In the world of Pageant Life, one pageant title is barely enough. Certainly that seems to be the case for one Ashley Rozanski, a featured player in the current issue's 'Celebrity Spotlight' section. (Anyone can be a celebrity as long as they pay the $50 appearance fee). Among her current ludicrous sounding achievements:

  • North American Scholastic Grand Over-All
  • Young American Miss Grand Champion
  • Little Miss Of America Grand Overall-All
  • Sunburst Pee Wee Miss
  • Little Miss Troy
  • Intercostal Little Miss
  • Victorian Crown 4-6 Beauty Jr
  • America Troy Petite
  • My Little Angel National Photogenic

Some of these titles seem damn suss to me. Who the hell is Troy? Is this a drag contest? And what about Sunburst Pee Wee Miss? Sounds like someone who drank too much orange juice and pissed themselves.

Last week, we looked at dumb names for pageants. This week, we're looking at dumb names for the dumb companies that make their money by selling dumb pageant contestants revolting dresses with too many sequins on them. Practically any advertiser in Pageant Life would qualify for this description, but for convenience's sake, we're looking at Crowning Angels, which bills itself as the 'Best Full Service Pageant Store'. Among the labels it supports:

  • Sensationals By Strawnberries
  • Fesity Le-Raye
  • D'Shawn
  • Sara Sara

But don't take our word for how revolting this all is; drop into the company's Web site at http://www.apparelmart.com/crowningangels/ and see for yourself. There's more vile dresses, children in inappropriate clothing and tulle than you could shake a stick at.

This week, we're aiming for the short, sharp and stupid. This comes from a report on the 1997 USA National Scholarship Pageant:

The contestants this year, extremely intelligent, gave interviews of which the judges stated were, "Well above the average".

Obviously, grammar fades next to a flouncy frock.

Although it isn't invariably true, a picture truly can be worth a thousand words sometimes. For proof, check out this image from an advertisement in the most recent issue of Pageant Life:

It certainly left us speechless.

The bimbos who read Pageant Life aren't just into jewellery and excess makeup; they also work out! I know this because a recent article had the catchy headline 'Warning: The Zone Can Be Beneficial To Your Health', an almost comprehensible article about heart rates when exercising.
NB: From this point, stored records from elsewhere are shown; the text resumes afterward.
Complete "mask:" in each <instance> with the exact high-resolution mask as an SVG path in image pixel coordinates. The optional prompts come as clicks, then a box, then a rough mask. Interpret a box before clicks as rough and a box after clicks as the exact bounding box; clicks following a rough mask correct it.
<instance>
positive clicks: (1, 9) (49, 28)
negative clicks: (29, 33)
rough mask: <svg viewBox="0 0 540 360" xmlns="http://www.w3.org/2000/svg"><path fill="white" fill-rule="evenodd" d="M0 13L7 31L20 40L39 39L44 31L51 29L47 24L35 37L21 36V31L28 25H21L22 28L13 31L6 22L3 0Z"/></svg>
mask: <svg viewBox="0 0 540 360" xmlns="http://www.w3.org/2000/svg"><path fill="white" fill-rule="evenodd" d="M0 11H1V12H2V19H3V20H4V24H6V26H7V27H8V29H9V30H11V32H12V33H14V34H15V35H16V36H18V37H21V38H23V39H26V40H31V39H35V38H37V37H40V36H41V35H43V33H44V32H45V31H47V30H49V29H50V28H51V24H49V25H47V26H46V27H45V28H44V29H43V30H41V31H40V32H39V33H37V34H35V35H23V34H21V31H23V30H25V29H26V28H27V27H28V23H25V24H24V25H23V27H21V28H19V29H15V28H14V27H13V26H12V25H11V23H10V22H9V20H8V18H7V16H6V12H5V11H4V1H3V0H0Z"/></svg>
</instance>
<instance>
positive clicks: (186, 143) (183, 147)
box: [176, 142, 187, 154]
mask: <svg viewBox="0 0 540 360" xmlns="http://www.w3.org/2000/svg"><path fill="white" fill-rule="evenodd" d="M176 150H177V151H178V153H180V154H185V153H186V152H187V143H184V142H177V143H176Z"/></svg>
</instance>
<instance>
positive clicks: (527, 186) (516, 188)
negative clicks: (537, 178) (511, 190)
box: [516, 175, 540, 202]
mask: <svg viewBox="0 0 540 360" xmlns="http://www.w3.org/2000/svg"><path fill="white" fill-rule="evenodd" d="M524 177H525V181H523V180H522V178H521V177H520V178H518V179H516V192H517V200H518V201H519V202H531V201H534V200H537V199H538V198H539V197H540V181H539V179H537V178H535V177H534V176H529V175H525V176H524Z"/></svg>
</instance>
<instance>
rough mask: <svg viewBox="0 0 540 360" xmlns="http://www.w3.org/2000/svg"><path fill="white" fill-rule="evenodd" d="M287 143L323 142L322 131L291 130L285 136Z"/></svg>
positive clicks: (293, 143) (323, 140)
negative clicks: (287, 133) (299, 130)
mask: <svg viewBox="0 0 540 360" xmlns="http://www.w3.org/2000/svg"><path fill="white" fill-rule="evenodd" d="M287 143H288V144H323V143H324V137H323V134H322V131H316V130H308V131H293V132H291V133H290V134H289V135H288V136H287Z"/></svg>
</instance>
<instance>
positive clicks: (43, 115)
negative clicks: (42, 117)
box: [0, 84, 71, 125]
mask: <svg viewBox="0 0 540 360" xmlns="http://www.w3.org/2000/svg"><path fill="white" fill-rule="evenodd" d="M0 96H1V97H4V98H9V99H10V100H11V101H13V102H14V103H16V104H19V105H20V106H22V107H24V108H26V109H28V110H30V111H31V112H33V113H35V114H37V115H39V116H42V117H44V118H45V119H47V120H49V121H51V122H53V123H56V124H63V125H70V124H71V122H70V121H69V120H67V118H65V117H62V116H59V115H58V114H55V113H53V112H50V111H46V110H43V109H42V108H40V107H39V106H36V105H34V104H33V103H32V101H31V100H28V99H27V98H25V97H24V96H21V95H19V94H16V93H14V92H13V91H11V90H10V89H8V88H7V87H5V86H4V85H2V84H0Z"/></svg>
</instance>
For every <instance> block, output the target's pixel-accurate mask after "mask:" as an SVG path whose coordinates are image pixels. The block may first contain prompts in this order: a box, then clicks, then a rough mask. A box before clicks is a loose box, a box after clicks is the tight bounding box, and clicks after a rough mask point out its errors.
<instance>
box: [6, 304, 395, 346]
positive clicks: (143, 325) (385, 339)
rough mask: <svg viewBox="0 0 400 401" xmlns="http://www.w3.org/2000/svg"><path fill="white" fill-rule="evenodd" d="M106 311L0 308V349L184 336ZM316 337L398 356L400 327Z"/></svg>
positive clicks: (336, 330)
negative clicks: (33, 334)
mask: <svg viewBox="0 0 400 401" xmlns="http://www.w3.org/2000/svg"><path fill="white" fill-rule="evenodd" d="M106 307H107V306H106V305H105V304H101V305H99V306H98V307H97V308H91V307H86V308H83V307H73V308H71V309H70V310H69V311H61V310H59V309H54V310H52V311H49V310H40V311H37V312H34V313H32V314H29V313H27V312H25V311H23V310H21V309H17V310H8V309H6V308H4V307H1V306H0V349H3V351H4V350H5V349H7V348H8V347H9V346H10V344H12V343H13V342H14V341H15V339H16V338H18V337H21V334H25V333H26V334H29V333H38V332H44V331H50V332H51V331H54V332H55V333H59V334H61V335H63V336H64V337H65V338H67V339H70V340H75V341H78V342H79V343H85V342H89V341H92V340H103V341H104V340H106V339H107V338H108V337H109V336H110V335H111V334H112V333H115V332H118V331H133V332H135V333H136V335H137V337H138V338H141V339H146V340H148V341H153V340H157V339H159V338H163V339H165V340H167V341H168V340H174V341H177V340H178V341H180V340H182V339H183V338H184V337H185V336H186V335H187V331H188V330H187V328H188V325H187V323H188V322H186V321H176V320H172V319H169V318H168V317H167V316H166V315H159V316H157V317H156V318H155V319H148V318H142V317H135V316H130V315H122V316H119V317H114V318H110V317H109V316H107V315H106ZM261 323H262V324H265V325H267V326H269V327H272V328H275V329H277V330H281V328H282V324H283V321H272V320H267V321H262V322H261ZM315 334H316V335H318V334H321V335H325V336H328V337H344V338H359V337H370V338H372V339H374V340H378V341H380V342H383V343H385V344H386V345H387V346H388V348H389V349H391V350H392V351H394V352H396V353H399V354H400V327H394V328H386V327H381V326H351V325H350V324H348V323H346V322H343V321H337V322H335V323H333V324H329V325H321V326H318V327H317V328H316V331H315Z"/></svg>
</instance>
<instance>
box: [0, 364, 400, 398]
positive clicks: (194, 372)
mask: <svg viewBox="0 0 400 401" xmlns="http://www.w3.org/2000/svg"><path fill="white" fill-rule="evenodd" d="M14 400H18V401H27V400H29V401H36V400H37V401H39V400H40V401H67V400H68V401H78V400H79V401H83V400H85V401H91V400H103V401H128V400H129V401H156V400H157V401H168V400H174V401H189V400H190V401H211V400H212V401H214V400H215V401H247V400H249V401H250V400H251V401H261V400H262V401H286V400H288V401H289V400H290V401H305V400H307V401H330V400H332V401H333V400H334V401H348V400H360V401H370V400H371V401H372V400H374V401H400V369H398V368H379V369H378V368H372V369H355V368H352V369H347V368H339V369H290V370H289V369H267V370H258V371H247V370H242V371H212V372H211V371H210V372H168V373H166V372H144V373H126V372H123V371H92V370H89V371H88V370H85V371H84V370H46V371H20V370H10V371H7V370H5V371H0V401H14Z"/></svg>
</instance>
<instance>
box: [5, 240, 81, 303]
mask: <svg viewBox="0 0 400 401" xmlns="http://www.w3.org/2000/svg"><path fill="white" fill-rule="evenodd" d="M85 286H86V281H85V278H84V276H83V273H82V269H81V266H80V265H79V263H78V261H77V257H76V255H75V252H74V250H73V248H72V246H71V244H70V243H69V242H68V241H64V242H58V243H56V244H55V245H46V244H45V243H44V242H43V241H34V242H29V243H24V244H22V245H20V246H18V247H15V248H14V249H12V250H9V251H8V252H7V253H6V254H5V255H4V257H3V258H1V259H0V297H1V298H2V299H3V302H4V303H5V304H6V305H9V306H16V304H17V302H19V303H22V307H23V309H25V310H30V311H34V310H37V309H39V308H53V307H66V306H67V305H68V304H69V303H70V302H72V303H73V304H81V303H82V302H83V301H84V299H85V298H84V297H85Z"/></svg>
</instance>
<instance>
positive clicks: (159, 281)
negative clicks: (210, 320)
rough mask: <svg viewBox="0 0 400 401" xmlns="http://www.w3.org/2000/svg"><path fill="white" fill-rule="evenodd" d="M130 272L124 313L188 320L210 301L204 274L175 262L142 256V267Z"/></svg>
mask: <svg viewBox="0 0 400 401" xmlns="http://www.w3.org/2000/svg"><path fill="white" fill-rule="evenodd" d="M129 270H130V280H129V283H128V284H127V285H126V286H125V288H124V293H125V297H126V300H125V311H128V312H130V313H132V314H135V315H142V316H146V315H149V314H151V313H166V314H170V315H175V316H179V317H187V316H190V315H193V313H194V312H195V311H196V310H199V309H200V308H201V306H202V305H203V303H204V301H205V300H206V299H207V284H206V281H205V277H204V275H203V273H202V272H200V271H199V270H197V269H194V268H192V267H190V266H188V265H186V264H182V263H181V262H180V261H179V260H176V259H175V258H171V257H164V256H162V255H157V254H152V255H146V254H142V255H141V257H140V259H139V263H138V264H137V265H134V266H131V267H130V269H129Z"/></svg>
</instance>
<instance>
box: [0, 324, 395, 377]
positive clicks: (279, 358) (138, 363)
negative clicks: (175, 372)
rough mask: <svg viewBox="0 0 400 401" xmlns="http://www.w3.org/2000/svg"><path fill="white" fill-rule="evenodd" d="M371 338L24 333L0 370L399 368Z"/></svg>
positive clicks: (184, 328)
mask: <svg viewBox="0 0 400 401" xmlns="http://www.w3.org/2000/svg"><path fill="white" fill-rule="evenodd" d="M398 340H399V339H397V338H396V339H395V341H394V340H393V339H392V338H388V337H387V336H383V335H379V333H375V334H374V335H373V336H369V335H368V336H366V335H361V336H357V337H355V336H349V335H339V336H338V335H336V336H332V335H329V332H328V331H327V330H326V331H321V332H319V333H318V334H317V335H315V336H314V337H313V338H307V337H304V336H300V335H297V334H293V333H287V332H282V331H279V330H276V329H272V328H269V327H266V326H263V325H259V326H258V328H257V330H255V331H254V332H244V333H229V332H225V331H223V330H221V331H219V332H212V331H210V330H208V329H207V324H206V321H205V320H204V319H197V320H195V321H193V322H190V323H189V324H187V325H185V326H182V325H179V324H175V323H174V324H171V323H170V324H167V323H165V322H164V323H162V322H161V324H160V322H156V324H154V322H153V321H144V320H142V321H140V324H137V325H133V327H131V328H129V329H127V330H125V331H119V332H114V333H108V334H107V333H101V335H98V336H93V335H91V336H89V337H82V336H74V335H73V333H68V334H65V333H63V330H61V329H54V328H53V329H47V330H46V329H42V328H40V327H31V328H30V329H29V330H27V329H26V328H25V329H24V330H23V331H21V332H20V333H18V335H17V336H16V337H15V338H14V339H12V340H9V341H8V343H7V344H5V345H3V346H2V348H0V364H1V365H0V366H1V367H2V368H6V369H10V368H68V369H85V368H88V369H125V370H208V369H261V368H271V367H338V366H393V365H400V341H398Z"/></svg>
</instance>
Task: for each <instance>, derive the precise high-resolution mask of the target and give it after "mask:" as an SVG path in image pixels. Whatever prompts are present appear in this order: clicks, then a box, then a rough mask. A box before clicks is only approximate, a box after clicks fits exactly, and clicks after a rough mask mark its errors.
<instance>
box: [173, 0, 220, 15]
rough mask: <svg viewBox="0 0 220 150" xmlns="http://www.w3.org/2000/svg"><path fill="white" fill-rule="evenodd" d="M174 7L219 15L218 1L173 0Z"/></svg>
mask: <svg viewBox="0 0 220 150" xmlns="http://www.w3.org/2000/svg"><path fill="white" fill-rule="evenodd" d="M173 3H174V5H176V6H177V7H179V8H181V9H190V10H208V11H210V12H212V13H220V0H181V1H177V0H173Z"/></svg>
But it was all spoilt by the following sentence:

You wouldn't spend $2,000 on the wrong dress, so why would you spend hours working out for the wrong results?

As anyone who has ever trawled through the pages of Pageant Life knows, lots of people appear to be spending lots of money on the wrong dress. We haven't time to do an exhaustive survey here, but we think that this dress alone proves the point:

We feel sure you'll agree.

The complex problems of living in a multiracial society haven't escaped the editorial team at Pageant Life, even if the realities of the world in general have managed to slip past them at the speed of a skunk. Here's an extract from a (paid) article on 12-year old aspiring beauty queen Tracy Chisman:

Traci realizes that these goals require hard work and dedication from any individual, but being multiracial she, realizes that it will require overcoming many obstacles on her way to success.

While Traci struggles with her obstacles, we hope the Pageant Life editorial team learn how to use the English language.

As we've pointed out before, sometimes the funniest bits in Pageant Life are the advertisements. That's certainly the case with this enigmatic piece placed by a company known only as 'The Allens':

The BEST just got BETTER!
New 15" SPIRAL scepter shafts on ALL Rhinestone Scepters!
Plus 18" REFRACTIVE shafts on ALL Economy Scepters!
From YOUR crown supplier . . . The ALLENS

Quite frankly, we're shocked. We thought that peageant participants were all-American girls who didn't know anything about shafting.